Ba’s stardom lure as being the habitual Inter District Championship winning side didn’t excite him.

“I had no desire to play for Ba, I was a Nadi guy and that was all to it”.

Singh, a penchant for making things happen, majority of the time for his district was left to rue the opportunity years on.

For Waqa loyalty to Nadi mattered the most.

He was identified as a district prospect in 1977 by Bobby Tikaram, a then former Nadi executive during a Sunday club fixture with Tanoa FC.

In just a few strong outings during the National Football League games in 77’, Waqa had established himself as a thorn of a forward, scoring goals seemingly at will.

The break though came a week after Waqa was dropped from selection over Amani Pele Rokodrea and Anand Raman for an away Sunday league against Suva.

Bobby said Waqa was very disappointed and had left the team.

“I had this feeling Waqa had lost all interest, and may not consider returning”, he said.

“I made an effort to go to his village and convinced him to make the trip at my cost, I didn’t feel like him being left back”.

Bobby said coach Mani Naicker included him for the home against Ba and did Waqa ever made a grand debut scoring a natural hat-trick.

There on, the forward had cemented his place in the regular district lineup.

Bobby said Waqa brought his best game day in and out, better yet the A- game against Ba.

That, in the inaugural Battle of the Giants soccer tournament in 1978, he skirted defender Jone Nakosia’s intended back pass to Bale to score the game winner before the diehard Ba fans at Govind Park.

Waqa said he was being labeled as a traitor in some quarters as he stood down Ba break.

Singh held no ill will towards the Nadi forward but praised his efforts.

“Among all the district fans, Singh walked up to me and gave me the congratulatory handshake”.

District foe and Ba’s former goalkeeping great, Bale Raniga reckons Waqa eclipsed as being the best forward for a good decade (77-88).

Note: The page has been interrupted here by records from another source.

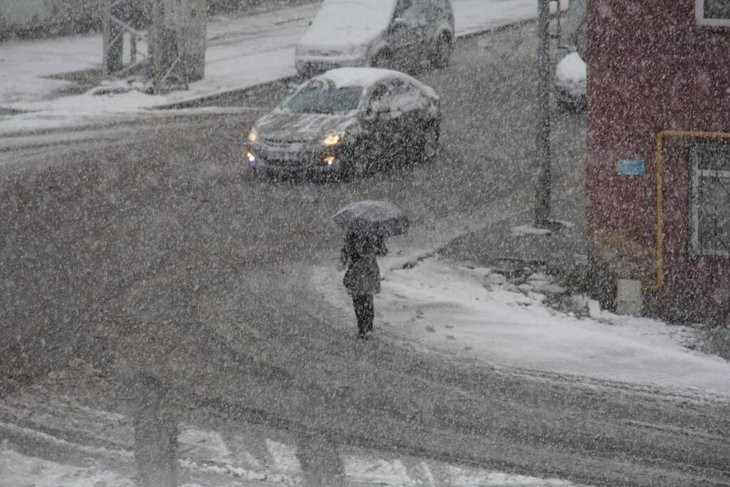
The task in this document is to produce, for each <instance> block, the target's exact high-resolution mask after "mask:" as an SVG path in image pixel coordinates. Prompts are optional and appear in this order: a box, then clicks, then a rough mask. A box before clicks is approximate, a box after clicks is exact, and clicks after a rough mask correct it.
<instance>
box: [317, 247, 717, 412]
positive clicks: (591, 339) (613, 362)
mask: <svg viewBox="0 0 730 487" xmlns="http://www.w3.org/2000/svg"><path fill="white" fill-rule="evenodd" d="M414 264H415V265H414ZM381 273H382V274H383V277H384V280H383V285H382V292H381V294H379V295H378V296H377V297H376V301H375V310H376V324H375V326H376V328H379V330H376V331H379V332H380V333H384V334H385V335H387V336H392V337H395V338H398V339H404V340H407V341H408V342H412V343H416V344H419V345H420V346H422V347H423V348H424V349H427V350H432V351H434V352H441V353H446V354H448V356H450V357H455V358H457V359H478V360H481V361H483V362H485V363H488V364H491V365H498V366H504V367H509V368H513V369H520V370H523V371H539V373H545V372H547V373H555V374H566V375H570V376H578V377H585V378H587V379H595V380H598V381H610V382H620V383H625V384H631V385H635V386H637V385H638V386H646V387H656V388H659V389H662V390H666V391H672V392H675V393H678V394H691V395H693V396H695V395H696V396H703V397H708V398H718V397H721V398H730V363H728V362H727V361H725V360H723V359H722V358H720V357H716V356H712V355H707V354H703V353H700V352H697V351H695V350H693V349H692V347H693V345H694V343H695V342H696V339H697V337H696V330H694V329H692V328H689V327H684V326H673V325H668V324H666V323H664V322H661V321H657V320H652V319H647V318H635V317H630V316H619V315H615V314H612V313H609V312H606V311H603V310H601V309H600V307H599V306H598V303H596V302H594V301H590V300H588V299H586V298H584V297H581V296H570V295H568V294H566V291H565V290H564V289H562V288H560V286H557V285H556V284H555V283H553V282H551V280H550V278H549V277H548V276H545V275H542V274H533V275H531V276H529V277H527V278H526V279H525V280H524V281H523V282H518V283H515V282H510V281H509V280H508V279H507V278H506V277H505V276H503V275H502V274H499V273H497V272H493V271H492V270H490V269H486V268H474V267H469V266H466V265H464V264H460V263H456V262H451V261H446V260H442V259H440V258H438V257H429V258H426V259H423V260H420V261H415V260H413V258H412V257H411V258H409V257H407V256H405V255H403V256H396V257H390V258H385V259H384V260H383V262H382V263H381ZM312 281H313V286H314V287H315V288H316V289H319V290H320V293H321V295H322V296H323V297H324V298H325V299H327V300H328V301H329V302H330V303H331V304H332V305H333V306H335V307H338V308H340V309H341V310H342V312H343V313H345V314H349V315H351V314H352V313H353V312H352V309H351V307H352V304H351V302H350V300H349V297H348V296H347V294H346V293H345V290H344V287H343V286H342V284H341V281H342V275H341V273H338V272H337V271H336V270H335V269H334V266H333V267H332V268H329V267H327V268H324V267H317V268H314V270H313V275H312ZM556 296H557V297H559V298H560V300H561V302H562V303H563V309H564V310H565V311H557V310H555V309H553V308H552V307H550V306H548V305H546V301H547V300H548V298H550V300H551V301H554V300H555V299H554V298H555V297H556ZM571 309H572V310H573V311H570V310H571ZM343 322H345V323H348V322H352V323H354V316H353V317H352V318H351V319H349V320H348V318H343ZM352 326H353V330H354V329H355V328H354V326H355V325H354V324H353V325H352Z"/></svg>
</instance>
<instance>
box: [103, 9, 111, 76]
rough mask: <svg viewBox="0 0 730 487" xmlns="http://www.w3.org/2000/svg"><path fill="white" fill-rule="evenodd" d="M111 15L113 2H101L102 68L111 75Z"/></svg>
mask: <svg viewBox="0 0 730 487" xmlns="http://www.w3.org/2000/svg"><path fill="white" fill-rule="evenodd" d="M111 15H112V4H111V0H102V1H101V21H102V53H101V59H102V63H101V64H102V67H103V68H104V74H105V75H107V76H108V75H109V44H110V41H111V31H110V27H111Z"/></svg>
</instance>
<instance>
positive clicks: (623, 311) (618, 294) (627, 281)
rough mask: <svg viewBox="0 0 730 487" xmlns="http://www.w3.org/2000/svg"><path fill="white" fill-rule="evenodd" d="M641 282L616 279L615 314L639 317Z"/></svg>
mask: <svg viewBox="0 0 730 487" xmlns="http://www.w3.org/2000/svg"><path fill="white" fill-rule="evenodd" d="M641 308H642V296H641V282H640V281H636V280H633V279H618V281H617V282H616V312H617V313H618V314H620V315H630V316H641Z"/></svg>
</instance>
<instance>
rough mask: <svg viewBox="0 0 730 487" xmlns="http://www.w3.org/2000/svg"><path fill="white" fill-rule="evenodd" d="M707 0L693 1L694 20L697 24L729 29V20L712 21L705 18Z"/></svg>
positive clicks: (717, 19)
mask: <svg viewBox="0 0 730 487" xmlns="http://www.w3.org/2000/svg"><path fill="white" fill-rule="evenodd" d="M706 1H709V0H695V18H696V19H697V24H698V25H702V26H708V27H730V18H726V19H712V18H707V17H705V2H706Z"/></svg>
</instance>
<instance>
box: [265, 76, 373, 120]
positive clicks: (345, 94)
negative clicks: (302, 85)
mask: <svg viewBox="0 0 730 487" xmlns="http://www.w3.org/2000/svg"><path fill="white" fill-rule="evenodd" d="M361 95H362V87H361V86H346V87H341V88H337V87H335V86H334V85H332V84H328V83H325V82H323V81H321V80H315V81H312V82H310V83H308V84H307V85H306V86H305V87H303V88H302V89H301V90H299V91H298V92H296V93H295V94H294V95H293V96H292V97H291V98H289V99H288V100H286V101H285V102H284V103H282V104H281V106H280V107H279V108H280V109H281V110H282V111H287V112H293V113H327V114H342V113H348V112H350V111H352V110H356V109H357V107H358V105H359V104H360V96H361Z"/></svg>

“Waqa, was fearsome, great striker and awesome finisher”, said Raniga, who was between the sticks during Ba’s all-conquering 75-80, 6 in a row Inter District Championship wins.

“He was in a league of his own, give him an inch he will go a mile”.

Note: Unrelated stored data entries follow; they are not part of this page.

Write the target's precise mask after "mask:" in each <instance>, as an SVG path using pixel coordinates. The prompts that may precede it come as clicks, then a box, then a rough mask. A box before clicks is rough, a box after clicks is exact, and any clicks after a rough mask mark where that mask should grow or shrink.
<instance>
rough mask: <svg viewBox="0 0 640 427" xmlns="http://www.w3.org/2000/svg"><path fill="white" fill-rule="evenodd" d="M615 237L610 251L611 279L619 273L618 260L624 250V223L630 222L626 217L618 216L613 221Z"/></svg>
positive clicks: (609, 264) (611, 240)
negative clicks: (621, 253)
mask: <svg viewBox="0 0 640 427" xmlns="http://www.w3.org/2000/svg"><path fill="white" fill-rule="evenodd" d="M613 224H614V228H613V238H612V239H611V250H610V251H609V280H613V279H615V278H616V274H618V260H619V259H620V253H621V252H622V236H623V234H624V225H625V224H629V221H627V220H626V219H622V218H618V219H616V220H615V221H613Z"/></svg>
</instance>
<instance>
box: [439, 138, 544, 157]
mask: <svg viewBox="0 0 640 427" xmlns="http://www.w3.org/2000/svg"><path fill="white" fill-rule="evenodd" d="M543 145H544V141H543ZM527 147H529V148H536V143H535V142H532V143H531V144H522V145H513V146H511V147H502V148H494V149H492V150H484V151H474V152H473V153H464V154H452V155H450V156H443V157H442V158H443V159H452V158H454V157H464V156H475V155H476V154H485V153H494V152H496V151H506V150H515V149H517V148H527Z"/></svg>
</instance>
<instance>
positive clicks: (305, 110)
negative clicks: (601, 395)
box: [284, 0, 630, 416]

Waqa’s scintillating form had him make the national team, teaming up in the forward position with Ba’s Inia Bola, Lautoka’s Epeli Ragavatu Kosa and Sam Work, and Rewa’s Mohammed Salim.

The quintet played in the position for many international friendlies and World Cup elimination matches at home and on tours.

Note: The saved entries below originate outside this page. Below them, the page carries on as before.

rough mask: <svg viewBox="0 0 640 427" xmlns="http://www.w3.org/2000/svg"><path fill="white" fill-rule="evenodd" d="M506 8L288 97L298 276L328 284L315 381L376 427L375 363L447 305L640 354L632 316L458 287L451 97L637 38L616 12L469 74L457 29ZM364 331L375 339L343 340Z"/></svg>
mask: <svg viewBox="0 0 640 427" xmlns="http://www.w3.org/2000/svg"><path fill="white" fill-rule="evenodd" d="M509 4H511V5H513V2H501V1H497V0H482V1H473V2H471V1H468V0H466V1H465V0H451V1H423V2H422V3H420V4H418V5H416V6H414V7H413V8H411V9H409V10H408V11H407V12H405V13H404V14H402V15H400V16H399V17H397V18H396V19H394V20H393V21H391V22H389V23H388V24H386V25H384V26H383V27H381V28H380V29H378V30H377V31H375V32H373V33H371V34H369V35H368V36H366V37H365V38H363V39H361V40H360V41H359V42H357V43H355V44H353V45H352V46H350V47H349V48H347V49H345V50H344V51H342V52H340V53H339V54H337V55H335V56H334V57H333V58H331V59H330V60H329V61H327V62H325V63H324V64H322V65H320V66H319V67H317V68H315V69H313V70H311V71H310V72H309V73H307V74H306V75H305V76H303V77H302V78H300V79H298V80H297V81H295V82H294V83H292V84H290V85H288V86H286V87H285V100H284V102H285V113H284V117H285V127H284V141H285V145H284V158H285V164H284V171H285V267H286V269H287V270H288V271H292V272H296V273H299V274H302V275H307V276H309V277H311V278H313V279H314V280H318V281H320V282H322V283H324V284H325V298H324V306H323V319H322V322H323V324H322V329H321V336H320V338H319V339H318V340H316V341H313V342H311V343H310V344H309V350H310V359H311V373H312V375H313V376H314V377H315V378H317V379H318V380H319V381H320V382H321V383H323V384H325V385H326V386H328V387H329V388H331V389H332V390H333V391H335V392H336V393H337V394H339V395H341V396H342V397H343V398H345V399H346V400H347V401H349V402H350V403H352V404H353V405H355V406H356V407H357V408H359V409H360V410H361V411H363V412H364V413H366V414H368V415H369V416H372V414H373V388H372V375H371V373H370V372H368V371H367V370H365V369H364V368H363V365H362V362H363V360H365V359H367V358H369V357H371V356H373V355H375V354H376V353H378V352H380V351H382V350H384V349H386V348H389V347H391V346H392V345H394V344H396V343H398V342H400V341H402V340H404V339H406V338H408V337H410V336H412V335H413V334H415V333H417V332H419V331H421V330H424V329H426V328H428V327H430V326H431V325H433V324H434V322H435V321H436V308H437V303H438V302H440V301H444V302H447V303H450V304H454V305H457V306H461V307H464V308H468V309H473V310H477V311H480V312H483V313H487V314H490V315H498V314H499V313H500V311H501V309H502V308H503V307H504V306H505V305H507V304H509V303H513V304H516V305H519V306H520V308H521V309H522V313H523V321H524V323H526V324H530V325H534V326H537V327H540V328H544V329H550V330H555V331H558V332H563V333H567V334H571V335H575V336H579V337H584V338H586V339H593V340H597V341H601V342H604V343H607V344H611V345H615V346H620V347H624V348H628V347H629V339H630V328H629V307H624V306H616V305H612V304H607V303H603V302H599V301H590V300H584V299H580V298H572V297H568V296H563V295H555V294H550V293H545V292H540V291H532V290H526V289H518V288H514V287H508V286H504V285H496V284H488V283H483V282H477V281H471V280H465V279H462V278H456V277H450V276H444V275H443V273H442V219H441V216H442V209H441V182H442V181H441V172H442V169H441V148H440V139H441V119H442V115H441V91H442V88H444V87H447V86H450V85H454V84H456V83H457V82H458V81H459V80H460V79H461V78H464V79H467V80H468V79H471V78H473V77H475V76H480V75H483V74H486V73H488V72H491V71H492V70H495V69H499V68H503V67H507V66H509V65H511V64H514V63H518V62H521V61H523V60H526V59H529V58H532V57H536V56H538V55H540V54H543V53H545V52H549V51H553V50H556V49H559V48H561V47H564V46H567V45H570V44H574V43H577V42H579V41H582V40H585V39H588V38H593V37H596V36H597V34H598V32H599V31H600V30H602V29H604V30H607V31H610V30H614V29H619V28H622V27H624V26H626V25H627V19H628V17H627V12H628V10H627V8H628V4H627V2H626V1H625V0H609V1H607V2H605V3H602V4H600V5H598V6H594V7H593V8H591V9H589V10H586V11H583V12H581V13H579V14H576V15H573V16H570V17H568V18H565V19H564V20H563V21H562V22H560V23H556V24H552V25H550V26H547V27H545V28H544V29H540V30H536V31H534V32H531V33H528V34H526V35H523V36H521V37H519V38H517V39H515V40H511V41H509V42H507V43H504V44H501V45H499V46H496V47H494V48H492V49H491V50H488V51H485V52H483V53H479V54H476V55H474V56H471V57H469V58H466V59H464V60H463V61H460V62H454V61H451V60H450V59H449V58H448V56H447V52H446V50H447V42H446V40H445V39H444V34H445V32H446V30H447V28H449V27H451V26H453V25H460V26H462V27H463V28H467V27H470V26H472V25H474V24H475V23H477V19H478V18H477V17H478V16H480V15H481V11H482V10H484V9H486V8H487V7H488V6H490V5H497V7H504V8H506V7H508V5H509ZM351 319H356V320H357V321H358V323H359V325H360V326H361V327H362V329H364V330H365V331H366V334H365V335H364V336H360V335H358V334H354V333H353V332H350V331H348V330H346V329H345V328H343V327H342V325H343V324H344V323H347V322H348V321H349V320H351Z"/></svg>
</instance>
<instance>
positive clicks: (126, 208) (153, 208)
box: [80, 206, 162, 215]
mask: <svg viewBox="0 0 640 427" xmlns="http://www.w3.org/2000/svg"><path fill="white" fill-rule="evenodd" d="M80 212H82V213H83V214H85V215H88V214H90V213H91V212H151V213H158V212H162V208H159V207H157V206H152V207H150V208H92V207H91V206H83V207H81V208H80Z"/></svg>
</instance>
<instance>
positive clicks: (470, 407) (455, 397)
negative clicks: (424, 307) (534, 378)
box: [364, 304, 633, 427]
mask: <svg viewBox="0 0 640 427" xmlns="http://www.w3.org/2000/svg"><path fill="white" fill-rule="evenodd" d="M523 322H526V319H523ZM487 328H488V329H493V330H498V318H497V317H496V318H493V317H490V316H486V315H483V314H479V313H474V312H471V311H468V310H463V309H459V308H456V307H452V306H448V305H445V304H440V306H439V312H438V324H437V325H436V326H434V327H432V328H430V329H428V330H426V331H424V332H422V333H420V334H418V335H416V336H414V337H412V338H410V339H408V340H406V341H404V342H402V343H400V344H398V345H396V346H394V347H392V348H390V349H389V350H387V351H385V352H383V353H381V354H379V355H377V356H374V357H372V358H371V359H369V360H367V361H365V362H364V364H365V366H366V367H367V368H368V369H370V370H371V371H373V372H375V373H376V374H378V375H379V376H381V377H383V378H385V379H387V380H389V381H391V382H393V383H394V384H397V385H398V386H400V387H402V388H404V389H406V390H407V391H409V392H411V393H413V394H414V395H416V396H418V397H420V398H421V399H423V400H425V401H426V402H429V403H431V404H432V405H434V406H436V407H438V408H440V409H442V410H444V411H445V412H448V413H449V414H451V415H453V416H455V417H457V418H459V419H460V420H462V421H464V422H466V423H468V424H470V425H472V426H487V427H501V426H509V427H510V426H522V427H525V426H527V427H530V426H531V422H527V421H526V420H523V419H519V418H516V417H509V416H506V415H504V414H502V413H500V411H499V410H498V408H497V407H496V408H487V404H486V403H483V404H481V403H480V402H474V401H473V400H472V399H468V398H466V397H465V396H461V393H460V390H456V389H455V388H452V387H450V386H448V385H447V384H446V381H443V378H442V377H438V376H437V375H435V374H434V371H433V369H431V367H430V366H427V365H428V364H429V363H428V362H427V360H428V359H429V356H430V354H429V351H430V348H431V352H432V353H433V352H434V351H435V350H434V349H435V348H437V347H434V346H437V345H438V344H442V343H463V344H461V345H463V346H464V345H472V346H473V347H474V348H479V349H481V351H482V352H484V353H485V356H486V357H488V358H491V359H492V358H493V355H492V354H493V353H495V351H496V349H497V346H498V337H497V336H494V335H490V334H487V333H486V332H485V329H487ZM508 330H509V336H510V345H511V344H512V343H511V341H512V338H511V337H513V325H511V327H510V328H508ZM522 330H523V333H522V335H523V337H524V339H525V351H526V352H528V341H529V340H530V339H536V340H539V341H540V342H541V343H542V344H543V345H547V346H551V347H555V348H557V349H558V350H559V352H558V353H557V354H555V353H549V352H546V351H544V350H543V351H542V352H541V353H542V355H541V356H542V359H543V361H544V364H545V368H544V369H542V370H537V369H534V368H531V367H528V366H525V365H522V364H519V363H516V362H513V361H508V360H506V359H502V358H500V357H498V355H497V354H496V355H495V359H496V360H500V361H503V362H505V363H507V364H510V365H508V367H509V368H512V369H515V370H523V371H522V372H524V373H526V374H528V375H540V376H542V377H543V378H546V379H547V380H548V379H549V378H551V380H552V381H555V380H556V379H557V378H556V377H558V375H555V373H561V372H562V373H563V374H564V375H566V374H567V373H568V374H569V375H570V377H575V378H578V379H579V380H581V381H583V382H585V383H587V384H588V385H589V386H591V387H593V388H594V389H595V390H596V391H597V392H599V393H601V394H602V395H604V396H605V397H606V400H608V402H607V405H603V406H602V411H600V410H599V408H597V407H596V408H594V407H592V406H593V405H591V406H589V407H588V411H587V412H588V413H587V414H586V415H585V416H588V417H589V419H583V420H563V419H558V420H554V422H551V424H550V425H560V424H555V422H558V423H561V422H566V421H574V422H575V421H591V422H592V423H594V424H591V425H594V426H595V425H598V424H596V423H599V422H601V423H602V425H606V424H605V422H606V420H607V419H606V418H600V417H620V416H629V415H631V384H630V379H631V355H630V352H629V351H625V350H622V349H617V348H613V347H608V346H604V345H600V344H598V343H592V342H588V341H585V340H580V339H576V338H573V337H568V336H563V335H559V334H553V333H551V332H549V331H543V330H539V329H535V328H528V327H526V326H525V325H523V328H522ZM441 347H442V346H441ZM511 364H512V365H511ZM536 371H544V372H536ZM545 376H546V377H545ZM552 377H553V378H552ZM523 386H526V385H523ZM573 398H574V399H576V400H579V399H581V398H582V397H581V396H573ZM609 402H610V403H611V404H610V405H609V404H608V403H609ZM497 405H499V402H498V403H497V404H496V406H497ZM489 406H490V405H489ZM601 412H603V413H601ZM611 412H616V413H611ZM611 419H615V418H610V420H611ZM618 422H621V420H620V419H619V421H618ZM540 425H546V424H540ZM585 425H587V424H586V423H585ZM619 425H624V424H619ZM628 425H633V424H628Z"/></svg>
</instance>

He was every national coaches’ delight, the marksman was top bet for Mani Naicker, Mike Thoman, Sashi Mahendra Singh and Rudi Gutendof’s starting lineup.

“It was always an honour to play under the great Fijian coaches, Mani, Thoman, Singh and Rudi.

“These coaches commanded lot of respect; they perfected my game”.

Sadly, all four coaches have passed away said Waqa.

While the forward assassin made news for his footballing, the one news that sent shockwaves ahead of the 80’ IDC was when he alongside district teammate, Stan Morrel were semi buried under a trench in Lomo Lomo, Lautoka while laying water main-pipe leading to Vaturu Water Dam by contractors, Hornybrook -Theis and Leighton (HTL) group.

“Stan and I were very lucky to have survived, our third partner was not as lucky”, recalled Waqan.

“It was the quick-thinking crew that dug us out or else we both would have been dead”.

Waqa’s title haul include 4 Battle of the Giants (B.O.G), 78, 80, 83 and 86, and 6 National League titles, 78,80-83 and 85.

From a purely sporting perspective, one of the great injustices of his career was the Lloyd Farebrother, IDC trophy deprived him.

Though the 1-0 loss to Ba in the 80’ IDC final at Govind Park and the controversial 82’ final at the Prince Charles Park are the closest his dream team came to put a claim on the prestigious silverware.

Waqa’s district switch to Lautoka in 88’ was work related, where he made instant mark with the Blues helping them win the league title the very year, where he opted to playing more as a midfielder.

“Waqa analyzed the game and got a feel for an opponent’s defensive setup, used his speed before putting them to the sword in a flash”, said Raniga.

At 63 years of age, the former goal scoring icon regarded as one of the finest footballers of his generation and who contributed so much for the beautiful game lives a simple life in Salovi, Nadi.